In terms of managing our landline calls, well, I have generally forwarded all calls to our home phone along to my cell phone number. I stopped that pretty much as soon as I got the device, because the volume of calls coming in was too many and I was sending 50% of them to voice mail and really, it was the wrong 50%. I always found myself on the business end of some telemarketer mispronouncing Mari's family name while I was trying to struggle out of the grocery store in the rain with two hungry children and instead missing sad calls about deceased pets and fun invitations to come over and sit quietly drinking tea.
So now I was in arrears on most email replying (anything requiring more than "yes! me, too! xxox"), and on voice mails left in our home phone's mailbox. This was not turning out to be good time management plus, people were getting a little bit fisty about our failure to respond to their calls. For example, 17 text messages from Kowalski, who was waiting to open his socks with me on the line if only he could get me. The situation with my distractions and distractability will only become worse; winter soccer league starts this week -- two evenings for two children! -- and I was about to be Overcome By Events, as Kowalski likes to say. (I am always a little undone by how excellently descriptive Naval terminology is for my life with the children.)

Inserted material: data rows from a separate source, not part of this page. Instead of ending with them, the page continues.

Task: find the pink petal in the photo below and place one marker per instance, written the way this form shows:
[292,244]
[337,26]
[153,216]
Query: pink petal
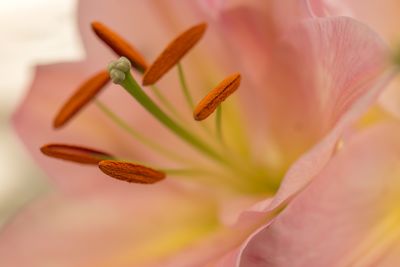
[53,84]
[385,22]
[160,225]
[322,85]
[329,223]
[105,229]
[33,122]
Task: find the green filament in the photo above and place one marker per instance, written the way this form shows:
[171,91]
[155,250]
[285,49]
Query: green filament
[133,88]
[138,136]
[184,87]
[218,123]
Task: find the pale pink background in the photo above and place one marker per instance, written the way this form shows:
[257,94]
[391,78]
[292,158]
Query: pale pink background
[32,32]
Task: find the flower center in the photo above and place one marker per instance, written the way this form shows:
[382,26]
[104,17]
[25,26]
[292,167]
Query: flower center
[217,161]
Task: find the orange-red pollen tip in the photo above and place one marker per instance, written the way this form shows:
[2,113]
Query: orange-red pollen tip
[74,153]
[85,93]
[173,53]
[130,172]
[216,96]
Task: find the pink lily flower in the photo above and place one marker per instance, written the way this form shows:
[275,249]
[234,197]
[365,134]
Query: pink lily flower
[385,23]
[348,216]
[306,78]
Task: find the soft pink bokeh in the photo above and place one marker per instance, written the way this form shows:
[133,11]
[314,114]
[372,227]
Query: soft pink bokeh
[308,75]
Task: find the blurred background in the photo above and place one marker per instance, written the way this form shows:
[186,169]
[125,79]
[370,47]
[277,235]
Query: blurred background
[32,32]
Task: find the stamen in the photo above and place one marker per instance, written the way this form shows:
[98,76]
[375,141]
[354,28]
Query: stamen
[85,93]
[120,46]
[73,153]
[133,88]
[216,96]
[173,53]
[129,172]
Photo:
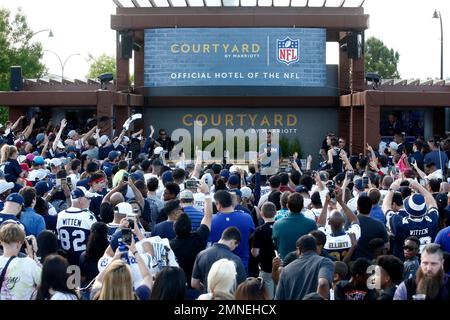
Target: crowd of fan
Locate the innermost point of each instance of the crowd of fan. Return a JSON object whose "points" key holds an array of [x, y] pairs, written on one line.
{"points": [[361, 227]]}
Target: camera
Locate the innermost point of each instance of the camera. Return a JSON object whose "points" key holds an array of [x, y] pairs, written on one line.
{"points": [[131, 218], [126, 235], [365, 182], [331, 187], [29, 240]]}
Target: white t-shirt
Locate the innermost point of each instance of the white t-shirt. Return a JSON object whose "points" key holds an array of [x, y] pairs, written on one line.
{"points": [[338, 246], [22, 277], [63, 296]]}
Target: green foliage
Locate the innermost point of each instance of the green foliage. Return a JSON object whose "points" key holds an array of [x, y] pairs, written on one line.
{"points": [[17, 49], [381, 59], [102, 64]]}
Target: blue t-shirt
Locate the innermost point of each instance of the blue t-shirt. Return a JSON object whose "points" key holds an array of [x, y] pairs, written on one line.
{"points": [[164, 230], [425, 228], [195, 215], [240, 220], [443, 239]]}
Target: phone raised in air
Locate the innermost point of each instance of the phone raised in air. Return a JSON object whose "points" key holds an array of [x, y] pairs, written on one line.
{"points": [[126, 235]]}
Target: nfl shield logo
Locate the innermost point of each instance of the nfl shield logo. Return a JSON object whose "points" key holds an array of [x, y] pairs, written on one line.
{"points": [[287, 50]]}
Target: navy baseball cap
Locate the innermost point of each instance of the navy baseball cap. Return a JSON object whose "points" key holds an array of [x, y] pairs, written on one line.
{"points": [[224, 173], [233, 180], [415, 205], [42, 187], [15, 197], [237, 191], [301, 189]]}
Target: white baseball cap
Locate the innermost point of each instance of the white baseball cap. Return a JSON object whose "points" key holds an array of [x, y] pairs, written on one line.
{"points": [[207, 179], [158, 150], [124, 208], [246, 193]]}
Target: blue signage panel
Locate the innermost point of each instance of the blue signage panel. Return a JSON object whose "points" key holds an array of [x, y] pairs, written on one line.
{"points": [[235, 57]]}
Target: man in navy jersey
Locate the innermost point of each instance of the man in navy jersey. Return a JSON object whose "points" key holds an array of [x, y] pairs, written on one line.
{"points": [[338, 239], [228, 217], [74, 224], [422, 220]]}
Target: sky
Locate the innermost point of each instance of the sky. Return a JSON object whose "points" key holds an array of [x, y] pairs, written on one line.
{"points": [[83, 27]]}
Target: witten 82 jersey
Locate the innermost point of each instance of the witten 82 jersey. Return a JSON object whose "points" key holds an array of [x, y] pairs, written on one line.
{"points": [[73, 227]]}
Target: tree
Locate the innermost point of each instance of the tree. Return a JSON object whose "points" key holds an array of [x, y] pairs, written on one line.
{"points": [[381, 59], [16, 49], [103, 64]]}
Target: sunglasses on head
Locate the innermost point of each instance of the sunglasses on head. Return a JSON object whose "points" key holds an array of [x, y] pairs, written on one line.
{"points": [[260, 281]]}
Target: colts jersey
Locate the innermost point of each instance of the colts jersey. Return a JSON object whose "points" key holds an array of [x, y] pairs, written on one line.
{"points": [[73, 227]]}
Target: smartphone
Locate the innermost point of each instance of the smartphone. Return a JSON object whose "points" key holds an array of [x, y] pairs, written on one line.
{"points": [[191, 184], [131, 218], [58, 184], [365, 182], [126, 235]]}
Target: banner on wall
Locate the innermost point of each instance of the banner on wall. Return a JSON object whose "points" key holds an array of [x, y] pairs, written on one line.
{"points": [[235, 57]]}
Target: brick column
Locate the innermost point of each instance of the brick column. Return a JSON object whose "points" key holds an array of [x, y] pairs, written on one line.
{"points": [[105, 109], [357, 130]]}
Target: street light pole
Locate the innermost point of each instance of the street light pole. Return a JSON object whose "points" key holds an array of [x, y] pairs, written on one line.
{"points": [[63, 65], [50, 33], [437, 14]]}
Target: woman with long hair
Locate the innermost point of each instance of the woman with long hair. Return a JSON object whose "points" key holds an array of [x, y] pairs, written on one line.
{"points": [[221, 281], [54, 280], [96, 246], [47, 243], [11, 169], [170, 284], [252, 289], [115, 282]]}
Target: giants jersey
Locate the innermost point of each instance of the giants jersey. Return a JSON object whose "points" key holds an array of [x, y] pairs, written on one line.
{"points": [[338, 245], [73, 227]]}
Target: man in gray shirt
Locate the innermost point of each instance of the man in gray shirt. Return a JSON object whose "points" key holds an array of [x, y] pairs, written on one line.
{"points": [[229, 241], [309, 273]]}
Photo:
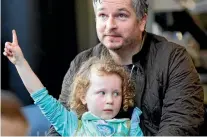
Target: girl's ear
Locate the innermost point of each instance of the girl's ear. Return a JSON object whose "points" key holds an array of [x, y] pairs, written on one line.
{"points": [[83, 100]]}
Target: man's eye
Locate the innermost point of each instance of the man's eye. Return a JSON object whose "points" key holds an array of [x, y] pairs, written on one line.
{"points": [[102, 15], [121, 15]]}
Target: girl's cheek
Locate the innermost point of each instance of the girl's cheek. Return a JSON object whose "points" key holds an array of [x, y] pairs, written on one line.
{"points": [[99, 102]]}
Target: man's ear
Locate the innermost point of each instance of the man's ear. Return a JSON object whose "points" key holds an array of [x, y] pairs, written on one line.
{"points": [[143, 22], [83, 100]]}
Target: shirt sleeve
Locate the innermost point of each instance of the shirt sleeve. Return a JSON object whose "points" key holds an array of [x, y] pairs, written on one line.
{"points": [[135, 129], [65, 122]]}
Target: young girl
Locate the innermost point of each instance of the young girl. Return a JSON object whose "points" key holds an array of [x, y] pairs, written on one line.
{"points": [[100, 89]]}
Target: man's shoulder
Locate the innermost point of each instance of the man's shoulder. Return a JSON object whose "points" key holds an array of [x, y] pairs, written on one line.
{"points": [[162, 44], [86, 54]]}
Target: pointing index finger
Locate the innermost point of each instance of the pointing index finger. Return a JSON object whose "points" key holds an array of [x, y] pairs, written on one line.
{"points": [[14, 35]]}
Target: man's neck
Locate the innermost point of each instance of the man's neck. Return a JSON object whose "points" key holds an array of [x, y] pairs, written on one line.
{"points": [[124, 55]]}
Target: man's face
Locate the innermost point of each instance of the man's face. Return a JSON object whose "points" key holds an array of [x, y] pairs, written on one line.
{"points": [[104, 96], [117, 25]]}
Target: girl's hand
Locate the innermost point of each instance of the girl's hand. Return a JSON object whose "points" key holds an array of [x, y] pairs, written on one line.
{"points": [[13, 51]]}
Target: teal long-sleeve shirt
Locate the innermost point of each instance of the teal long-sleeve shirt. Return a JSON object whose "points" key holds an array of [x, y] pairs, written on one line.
{"points": [[67, 123]]}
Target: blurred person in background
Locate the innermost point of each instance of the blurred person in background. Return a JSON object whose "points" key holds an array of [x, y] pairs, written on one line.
{"points": [[13, 121]]}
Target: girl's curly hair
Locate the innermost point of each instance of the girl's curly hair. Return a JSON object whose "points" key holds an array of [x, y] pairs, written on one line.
{"points": [[81, 83]]}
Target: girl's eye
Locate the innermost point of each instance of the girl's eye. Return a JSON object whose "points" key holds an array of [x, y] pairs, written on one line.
{"points": [[116, 93], [102, 93], [122, 16], [102, 16]]}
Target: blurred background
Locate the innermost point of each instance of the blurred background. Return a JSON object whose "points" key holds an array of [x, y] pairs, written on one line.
{"points": [[52, 32]]}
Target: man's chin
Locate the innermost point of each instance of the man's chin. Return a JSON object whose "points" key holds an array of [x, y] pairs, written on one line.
{"points": [[113, 47]]}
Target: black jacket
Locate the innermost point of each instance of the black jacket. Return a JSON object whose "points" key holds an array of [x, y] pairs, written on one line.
{"points": [[168, 89]]}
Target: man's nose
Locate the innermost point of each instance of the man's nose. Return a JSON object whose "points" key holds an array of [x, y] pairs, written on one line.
{"points": [[111, 23]]}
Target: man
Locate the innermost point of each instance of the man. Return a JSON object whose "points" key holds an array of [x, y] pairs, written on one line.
{"points": [[168, 90]]}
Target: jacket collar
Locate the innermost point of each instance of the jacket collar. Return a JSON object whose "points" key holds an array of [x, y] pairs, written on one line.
{"points": [[87, 116]]}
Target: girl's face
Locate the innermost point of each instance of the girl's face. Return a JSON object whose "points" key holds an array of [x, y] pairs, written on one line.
{"points": [[104, 96]]}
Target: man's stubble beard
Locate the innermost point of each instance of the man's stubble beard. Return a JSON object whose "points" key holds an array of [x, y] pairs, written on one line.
{"points": [[127, 43]]}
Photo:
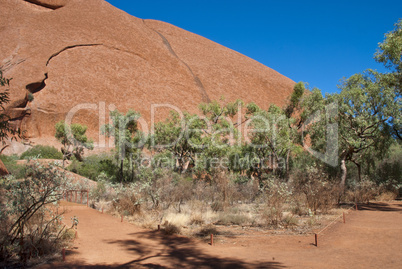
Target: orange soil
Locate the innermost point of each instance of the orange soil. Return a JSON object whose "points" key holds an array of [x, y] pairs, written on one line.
{"points": [[371, 238]]}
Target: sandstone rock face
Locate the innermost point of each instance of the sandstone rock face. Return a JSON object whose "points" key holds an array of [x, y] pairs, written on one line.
{"points": [[87, 57]]}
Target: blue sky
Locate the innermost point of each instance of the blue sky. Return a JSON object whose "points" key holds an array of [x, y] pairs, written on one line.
{"points": [[318, 42]]}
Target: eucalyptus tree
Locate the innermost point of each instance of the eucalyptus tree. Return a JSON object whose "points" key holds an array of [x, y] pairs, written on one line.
{"points": [[128, 138], [389, 53], [362, 115]]}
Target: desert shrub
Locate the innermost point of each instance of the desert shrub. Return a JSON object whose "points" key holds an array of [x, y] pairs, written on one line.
{"points": [[30, 226], [290, 221], [316, 187], [207, 230], [363, 191], [386, 196], [217, 206], [232, 219], [42, 152], [127, 204], [16, 170], [297, 208], [388, 172], [94, 165], [197, 220], [276, 194], [170, 228]]}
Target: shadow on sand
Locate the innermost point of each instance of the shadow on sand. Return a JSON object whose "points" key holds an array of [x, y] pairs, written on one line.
{"points": [[381, 207], [173, 252]]}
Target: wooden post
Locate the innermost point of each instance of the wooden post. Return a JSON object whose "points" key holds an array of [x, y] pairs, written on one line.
{"points": [[316, 239]]}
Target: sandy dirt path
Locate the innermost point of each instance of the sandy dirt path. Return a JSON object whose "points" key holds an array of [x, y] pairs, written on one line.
{"points": [[371, 238]]}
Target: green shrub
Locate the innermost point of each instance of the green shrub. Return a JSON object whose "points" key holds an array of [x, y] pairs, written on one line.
{"points": [[233, 219], [170, 229], [42, 152], [290, 221], [207, 230], [15, 169]]}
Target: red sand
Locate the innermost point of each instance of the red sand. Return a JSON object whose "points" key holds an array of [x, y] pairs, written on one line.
{"points": [[371, 238]]}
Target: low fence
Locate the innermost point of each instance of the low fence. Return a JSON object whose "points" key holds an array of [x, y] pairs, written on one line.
{"points": [[77, 196]]}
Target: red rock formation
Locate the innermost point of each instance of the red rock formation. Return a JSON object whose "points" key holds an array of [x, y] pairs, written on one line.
{"points": [[73, 52]]}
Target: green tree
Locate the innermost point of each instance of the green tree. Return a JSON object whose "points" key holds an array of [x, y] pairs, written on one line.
{"points": [[389, 53], [74, 140], [183, 138], [128, 139], [362, 113], [28, 225]]}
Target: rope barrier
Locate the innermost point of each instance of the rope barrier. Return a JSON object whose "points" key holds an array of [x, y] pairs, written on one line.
{"points": [[341, 215]]}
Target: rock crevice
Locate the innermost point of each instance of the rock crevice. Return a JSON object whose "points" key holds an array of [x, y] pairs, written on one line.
{"points": [[203, 92], [45, 4]]}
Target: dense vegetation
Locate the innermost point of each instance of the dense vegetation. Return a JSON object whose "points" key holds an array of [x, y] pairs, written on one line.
{"points": [[233, 163]]}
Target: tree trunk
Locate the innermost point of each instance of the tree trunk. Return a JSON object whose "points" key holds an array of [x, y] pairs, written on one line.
{"points": [[287, 164], [121, 170], [359, 171], [343, 179]]}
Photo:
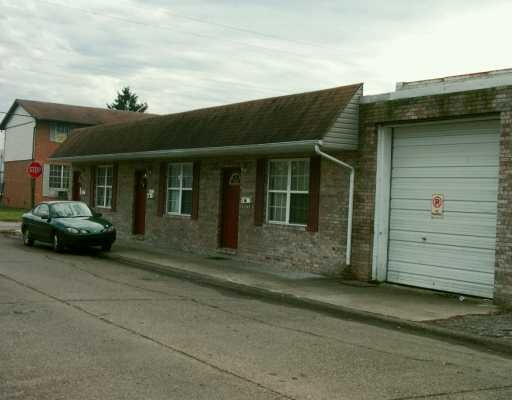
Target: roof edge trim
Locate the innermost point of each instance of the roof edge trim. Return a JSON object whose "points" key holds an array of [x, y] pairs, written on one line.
{"points": [[264, 148]]}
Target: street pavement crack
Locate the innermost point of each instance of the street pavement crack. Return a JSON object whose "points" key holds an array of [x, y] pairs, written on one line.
{"points": [[434, 395], [229, 312], [263, 322], [150, 339]]}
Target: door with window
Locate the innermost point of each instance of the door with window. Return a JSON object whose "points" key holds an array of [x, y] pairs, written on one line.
{"points": [[139, 206], [75, 194], [230, 208]]}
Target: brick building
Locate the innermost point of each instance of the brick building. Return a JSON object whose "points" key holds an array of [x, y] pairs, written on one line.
{"points": [[270, 180], [33, 131]]}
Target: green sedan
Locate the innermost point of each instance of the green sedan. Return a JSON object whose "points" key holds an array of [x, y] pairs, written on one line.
{"points": [[67, 224]]}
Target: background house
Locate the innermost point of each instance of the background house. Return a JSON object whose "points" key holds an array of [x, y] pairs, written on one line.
{"points": [[33, 131]]}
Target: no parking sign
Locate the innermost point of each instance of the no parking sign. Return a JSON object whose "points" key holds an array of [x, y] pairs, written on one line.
{"points": [[437, 204]]}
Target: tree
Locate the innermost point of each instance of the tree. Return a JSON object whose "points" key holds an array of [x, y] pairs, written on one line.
{"points": [[126, 100]]}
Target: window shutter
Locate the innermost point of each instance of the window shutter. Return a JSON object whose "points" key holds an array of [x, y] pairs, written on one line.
{"points": [[314, 193], [115, 169], [195, 190], [92, 190], [259, 197], [162, 188]]}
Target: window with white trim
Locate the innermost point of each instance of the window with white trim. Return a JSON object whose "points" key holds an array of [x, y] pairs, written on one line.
{"points": [[59, 176], [59, 132], [179, 188], [288, 191], [103, 187]]}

My Blackberry solution, to be implemented by the end of January, consisted of: deleting any urls from the BlackBerry; forwarding all calls to our home phone into its sinkhole; wiping my address books in Gmail and Outlook and so thus forcing myself to use the fruits of all my data-entering labor on this grownup Tamagotchi of a device. Also, to save all pertinent attachments to my hard drive, but delete each and every email in my inbox. Because I spend a lot of time distracted by, say, looking for some recipe someone emailed me in 2004. Enough, already. Just enough.
I did have to put Chickie's email address back into my desktop, because I cannot ever remember it and he and I send almost nothing to each other but photo and music files, so I needed it to pop-up from the desktop. But everyone else has a little entry in the little BlackBerry and for emailing that is all I need. If I need to email, which is becoming less urgent every day. (I mean, v obviously urgent = 17 text messages in an afternoon from a grownup person.)
It is working. Yesterday, I was going to respond to an email I got a long time ago while waiting for Mari and the children to come and pick me up from the coffee shop. Faced with the wee keyboard, I sighed and decided to take care of it when I got home. Then I remembered all of my big ideas, so reached deep into my purse to take out a pen and a notecard to write the chatty little missive that I had been meaning to write in addition to the reply required by the original email. Then I realized that everyone's post address is in my Filofax. Do I put it in the BlackBerry? Do I believe paper goes with paper? Will I have to redefine my interior game of Rock, Paper, Scissors? Why must January be so much like 31 Mondays?